We know more digits of π than Leibniz or Newton. Their knowledge of Pi was not dependent on knowing Pi with precision.

My knowlege that π - π = 0 does not depend on knowing π with precision.

Again, what’s your point? What’s the debate?

How can I know that π - π = 0, when I can never know π with precision?
Is is it knowledge based on inferrence such that:
I know that 4 - 4 = 0,
therefore, I know that π - π = 0

Becaues there’s a proof that for any real number x, x - x = 0. This has been pointed out to you numerous times; why haven’t you even acknowledged it?

I do acknowledge it.

For any real number x, x - x = 0, therefore,
3 - 3 = 0

BUT

For any real number π, π - π = 0, therefore,
3.14159265358979323846264338327950288419716939937510582097494459230781640628620899862803482534211706… - 3.14159265358979323846264338327950288419716939937510582097494459230781640628620899862803482534211706… = 0

What do you mean by “But”? But what? pi-pi = 0 is not an exception or an unusual case or whatever; there’s nothing magical about pi-pi=0 compared to 3-3=0 is there?

What is the point, or rather what is the debate?

No computer can represent π with perfect accuracy either.

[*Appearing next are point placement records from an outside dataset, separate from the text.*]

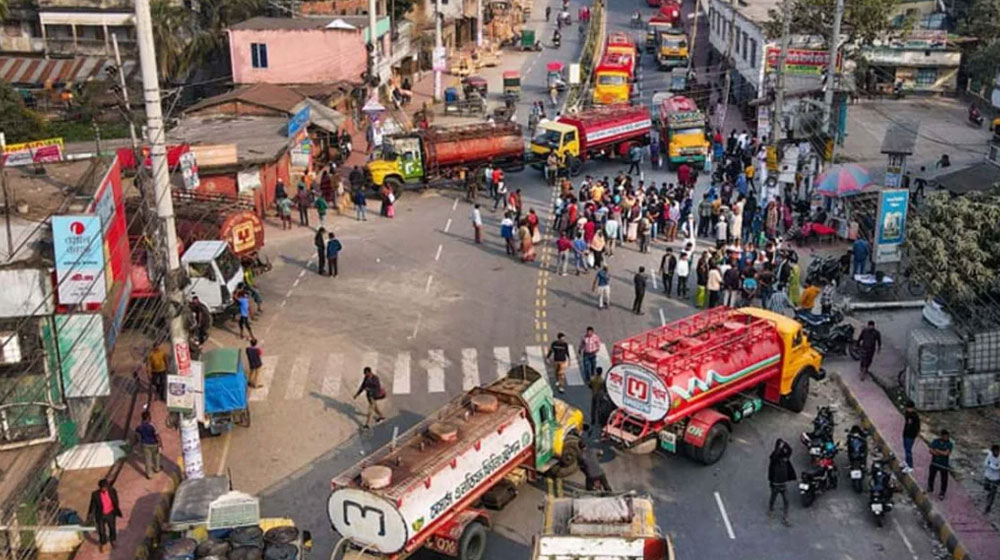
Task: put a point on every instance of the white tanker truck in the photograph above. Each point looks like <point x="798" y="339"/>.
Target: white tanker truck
<point x="422" y="490"/>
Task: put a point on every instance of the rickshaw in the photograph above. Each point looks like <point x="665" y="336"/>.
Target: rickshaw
<point x="512" y="83"/>
<point x="477" y="83"/>
<point x="555" y="75"/>
<point x="224" y="391"/>
<point x="528" y="42"/>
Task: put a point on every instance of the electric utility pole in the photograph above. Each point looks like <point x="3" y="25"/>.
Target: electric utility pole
<point x="437" y="59"/>
<point x="778" y="127"/>
<point x="190" y="441"/>
<point x="831" y="71"/>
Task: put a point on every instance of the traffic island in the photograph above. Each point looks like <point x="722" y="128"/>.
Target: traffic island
<point x="955" y="520"/>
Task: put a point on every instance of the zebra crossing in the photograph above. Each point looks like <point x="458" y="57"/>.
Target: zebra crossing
<point x="337" y="375"/>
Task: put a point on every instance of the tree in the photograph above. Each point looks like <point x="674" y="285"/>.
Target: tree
<point x="864" y="20"/>
<point x="951" y="244"/>
<point x="19" y="123"/>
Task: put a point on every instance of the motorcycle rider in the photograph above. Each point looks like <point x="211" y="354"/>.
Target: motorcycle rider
<point x="779" y="472"/>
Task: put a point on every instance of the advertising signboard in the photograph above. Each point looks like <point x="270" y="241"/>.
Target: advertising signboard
<point x="891" y="232"/>
<point x="79" y="255"/>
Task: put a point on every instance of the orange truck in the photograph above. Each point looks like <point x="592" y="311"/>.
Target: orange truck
<point x="684" y="386"/>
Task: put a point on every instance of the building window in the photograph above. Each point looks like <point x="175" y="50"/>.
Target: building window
<point x="11" y="344"/>
<point x="926" y="76"/>
<point x="258" y="55"/>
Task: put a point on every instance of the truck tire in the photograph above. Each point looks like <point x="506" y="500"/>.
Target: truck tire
<point x="715" y="445"/>
<point x="796" y="400"/>
<point x="472" y="545"/>
<point x="394" y="185"/>
<point x="569" y="461"/>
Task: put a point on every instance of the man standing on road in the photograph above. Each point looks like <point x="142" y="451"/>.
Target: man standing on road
<point x="602" y="285"/>
<point x="151" y="444"/>
<point x="639" y="280"/>
<point x="991" y="475"/>
<point x="333" y="248"/>
<point x="668" y="264"/>
<point x="320" y="242"/>
<point x="870" y="342"/>
<point x="476" y="217"/>
<point x="372" y="388"/>
<point x="940" y="454"/>
<point x="559" y="355"/>
<point x="589" y="346"/>
<point x="911" y="430"/>
<point x="593" y="473"/>
<point x="779" y="472"/>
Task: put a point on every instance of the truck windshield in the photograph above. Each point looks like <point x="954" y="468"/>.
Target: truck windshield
<point x="229" y="265"/>
<point x="549" y="138"/>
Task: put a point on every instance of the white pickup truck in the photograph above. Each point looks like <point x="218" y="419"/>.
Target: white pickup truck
<point x="610" y="528"/>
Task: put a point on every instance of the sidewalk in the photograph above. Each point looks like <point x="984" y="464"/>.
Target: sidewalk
<point x="144" y="503"/>
<point x="960" y="524"/>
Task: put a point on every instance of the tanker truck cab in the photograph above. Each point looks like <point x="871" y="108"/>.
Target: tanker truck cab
<point x="421" y="489"/>
<point x="213" y="272"/>
<point x="400" y="159"/>
<point x="556" y="136"/>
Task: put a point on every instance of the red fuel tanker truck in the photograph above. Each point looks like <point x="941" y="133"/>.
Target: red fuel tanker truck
<point x="683" y="386"/>
<point x="422" y="490"/>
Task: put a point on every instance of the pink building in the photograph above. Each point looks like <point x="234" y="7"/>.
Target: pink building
<point x="307" y="50"/>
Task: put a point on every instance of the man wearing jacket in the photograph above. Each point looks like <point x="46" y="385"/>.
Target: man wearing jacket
<point x="104" y="509"/>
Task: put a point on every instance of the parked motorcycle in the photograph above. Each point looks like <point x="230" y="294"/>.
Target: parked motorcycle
<point x="857" y="456"/>
<point x="881" y="488"/>
<point x="837" y="341"/>
<point x="820" y="435"/>
<point x="821" y="478"/>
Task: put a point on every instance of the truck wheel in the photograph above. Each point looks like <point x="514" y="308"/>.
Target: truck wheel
<point x="575" y="166"/>
<point x="472" y="545"/>
<point x="715" y="445"/>
<point x="569" y="460"/>
<point x="394" y="185"/>
<point x="796" y="400"/>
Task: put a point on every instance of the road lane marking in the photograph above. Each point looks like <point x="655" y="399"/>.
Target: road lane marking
<point x="906" y="541"/>
<point x="574" y="376"/>
<point x="435" y="371"/>
<point x="725" y="517"/>
<point x="266" y="376"/>
<point x="297" y="378"/>
<point x="334" y="375"/>
<point x="401" y="374"/>
<point x="470" y="368"/>
<point x="501" y="357"/>
<point x="536" y="358"/>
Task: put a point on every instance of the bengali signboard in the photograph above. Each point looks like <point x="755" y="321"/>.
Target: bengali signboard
<point x="79" y="253"/>
<point x="891" y="232"/>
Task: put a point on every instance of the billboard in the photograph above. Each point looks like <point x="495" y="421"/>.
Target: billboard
<point x="891" y="232"/>
<point x="79" y="255"/>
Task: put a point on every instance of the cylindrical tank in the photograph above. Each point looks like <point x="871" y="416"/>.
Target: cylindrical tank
<point x="473" y="145"/>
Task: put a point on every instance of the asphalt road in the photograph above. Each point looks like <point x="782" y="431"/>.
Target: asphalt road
<point x="433" y="313"/>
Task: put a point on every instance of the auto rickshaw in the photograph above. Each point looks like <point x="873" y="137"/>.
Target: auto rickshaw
<point x="224" y="391"/>
<point x="512" y="84"/>
<point x="477" y="83"/>
<point x="555" y="76"/>
<point x="528" y="42"/>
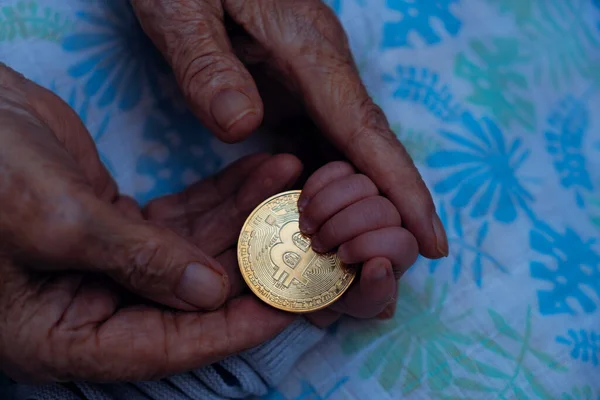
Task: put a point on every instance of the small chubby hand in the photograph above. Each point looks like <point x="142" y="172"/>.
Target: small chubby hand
<point x="343" y="210"/>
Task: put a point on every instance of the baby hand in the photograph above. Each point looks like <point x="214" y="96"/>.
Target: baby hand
<point x="342" y="210"/>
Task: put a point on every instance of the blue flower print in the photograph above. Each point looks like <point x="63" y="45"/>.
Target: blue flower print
<point x="466" y="249"/>
<point x="568" y="126"/>
<point x="416" y="17"/>
<point x="178" y="150"/>
<point x="119" y="63"/>
<point x="81" y="106"/>
<point x="483" y="171"/>
<point x="585" y="346"/>
<point x="570" y="265"/>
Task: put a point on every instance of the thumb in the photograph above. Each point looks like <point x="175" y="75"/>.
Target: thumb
<point x="192" y="37"/>
<point x="149" y="260"/>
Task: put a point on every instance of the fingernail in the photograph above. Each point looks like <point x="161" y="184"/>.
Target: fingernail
<point x="230" y="106"/>
<point x="305" y="225"/>
<point x="302" y="203"/>
<point x="380" y="273"/>
<point x="202" y="287"/>
<point x="316" y="245"/>
<point x="440" y="235"/>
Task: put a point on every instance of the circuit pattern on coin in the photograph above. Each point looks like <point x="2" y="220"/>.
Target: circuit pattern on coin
<point x="279" y="265"/>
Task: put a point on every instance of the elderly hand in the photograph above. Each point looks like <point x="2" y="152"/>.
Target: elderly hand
<point x="70" y="247"/>
<point x="221" y="49"/>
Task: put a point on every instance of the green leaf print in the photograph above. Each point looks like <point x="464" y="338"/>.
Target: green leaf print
<point x="417" y="143"/>
<point x="594" y="210"/>
<point x="537" y="387"/>
<point x="26" y="20"/>
<point x="556" y="37"/>
<point x="497" y="85"/>
<point x="419" y="351"/>
<point x="581" y="393"/>
<point x="519" y="393"/>
<point x="503" y="327"/>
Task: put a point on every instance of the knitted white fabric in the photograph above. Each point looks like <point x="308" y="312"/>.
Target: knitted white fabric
<point x="237" y="377"/>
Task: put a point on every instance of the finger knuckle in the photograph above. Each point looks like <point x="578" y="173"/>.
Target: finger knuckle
<point x="145" y="267"/>
<point x="206" y="71"/>
<point x="381" y="210"/>
<point x="373" y="124"/>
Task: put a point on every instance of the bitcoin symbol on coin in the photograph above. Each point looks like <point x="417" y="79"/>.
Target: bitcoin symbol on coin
<point x="278" y="263"/>
<point x="292" y="256"/>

3.14159265358979… / 3.14159265358979… = 1
Imperfect accuracy divided by itself yields perfect accuracy.

3 / 3 = 1
Perfect accuracy divided by itself yields perfect accuracy.

For any real number x, x - x = 0, therefore,
123456789 - 123456789 = 0
How many digits are in x: 9

For any real number x, x - x = 0, therefore,
π - π = 0
How many digits are in x ?

It doesn’t matter! Something minus itself equals nothing. It doesn’t matter how big, how small or to how many decimal places ‘something’ is.

I’ll just add my voice to the growing chorus of people desiring to know what your point is.

Though don’t I expect that we’re going to get an answer.

Correct.

Correct but no more relevant to this discussion than the color of my socks.

Incorrect. There is no “therefore”; x-x=0 isn’t a step in a proof showing that n-n=0, they are the Exact Same Equation.

As many as you like and it makes absolutely no difference. So long as x (or n or whatever you want to call the variable) is a real number it’s still true. What color are my socks?

If you really believe that then answer this equation:
π + π =

:cool:

2π.

Solve the last equation so that x + x = y + z

π - π = π / π - 1

3 - 3 = 3 / 3 - 1

3 + 3 = 2 + 4

π + π =

π + π = π/3+5π/3=2π :cool:

May we take that to indicate that you don’t believe it to be true? Do you have an actual counterexample (not another question on an unrelated tangent)?

FWIW, yes I do think it’s true and luckily Ultrafilter did the complicated graduate-level work to solve that mathematical stumper. Hopefully a second thread devoted to why 1+1=2 will not be forthcoming.

So returning to pi-pi=0…what about this gives you pause, makes you think it hasn’t been proven true, etc? Is it the fact that pi is irrational?

This is not quite correct; automated theorem proving is a field of study. It is also possible to represent 1/3 with perfect accuracy on a computer. It really depends on your representation. I can represent 1/3 as a pair of integers; I could also use some kind of base-3 representation.